Re: [RFC][PATCH 15/22] x86,vmx: Remove .fixup usage

From: Sean Christopherson
Date: Fri Nov 05 2021 - 14:18:14 EST


On Thu, Nov 04, 2021, Peter Zijlstra wrote:
> In the vmread exceptin path, use the, thus far, unused output register
> to push the @fault argument onto the stack.
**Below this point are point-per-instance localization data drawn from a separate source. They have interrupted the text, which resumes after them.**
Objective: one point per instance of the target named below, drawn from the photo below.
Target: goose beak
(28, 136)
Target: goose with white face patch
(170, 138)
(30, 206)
This, in turn, enables the
> exception handler to not do pushes and only modify that register when
> an exception does occur.
>
> Signed-off-by: Peter Zijlstra (Intel) <peterz@xxxxxxxxxxxxx>
> ---
> arch/x86/kvm/vmx/vmx_ops.h | 14 ++++++--------
> 1 file changed, 6 insertions(+), 8 deletions(-)
>
> --- a/arch/x86/kvm/vmx/vmx_ops.h
> +++ b/arch/x86/kvm/vmx/vmx_ops.h
> @@ -80,9 +80,11 @@ static __always_inline unsigned long __v
> * @field, and bounce through the trampoline to preserve
> * volatile registers.
> */
> - "push $0\n\t"
> + "xorl %k1, %k1\n\t"
> + "2:\n\t"
> + "push %1\n\t"
> "push %2\n\t"

This trick doesn't work if the compiler selects the same GPR for %1 and %2, as
the "field" will get lost.

0x00000000000005a2 <+66>: 0f 78 c0 vmread %rax,%rax
0x00000000000005a5 <+69>: 3e 77 0b ja,pt 0x5b3 <vmx_read_guest_seg_selector+83>
0x00000000000005a8 <+72>: 31 c0 xor %eax,%eax
0x00000000000005aa <+74>: 50 push %rax
0x00000000000005ab <+75>: 50 push %rax
0x00000000000005ac <+76>: e8 00 00 00 00 callq 0x5b1 <vmx_read_guest_seg_selector+81>
0x00000000000005b1 <+81>: 58 pop %rax
0x00000000000005b2 <+82>: 58 pop %rax

I'm struggling to think of a not-awful way to handle this without custom fixup.
Once "asm goto with output" is ubiquitous, we can get rid of this mess entirely,
but until then...

The best idea I can come up with is to abuse the current spec and use bits N:16
to indicate a fault, i.e. use EX_TYPE_EFAULT_REG. VMCS fields are technically
32-bit values, but bits 31:15 are reserved. That would yield a false positive
if KVM really screwed up and/or state was corrupted and the VMREAD actually tried
to read the non-existed field -EFAULT, but that's very, very unlikely (-1 would
be slightly more likey, hence EX_TYPE_EFAULT_REG instead of EX_TYPE_NEG_REG).
The fault patch would also lose the field, but vmread_error() doesn't consume
that info, I can't think of a reason that KVM would want to, and if the debugger
cares, most of the time the field is hardcoded at the call site.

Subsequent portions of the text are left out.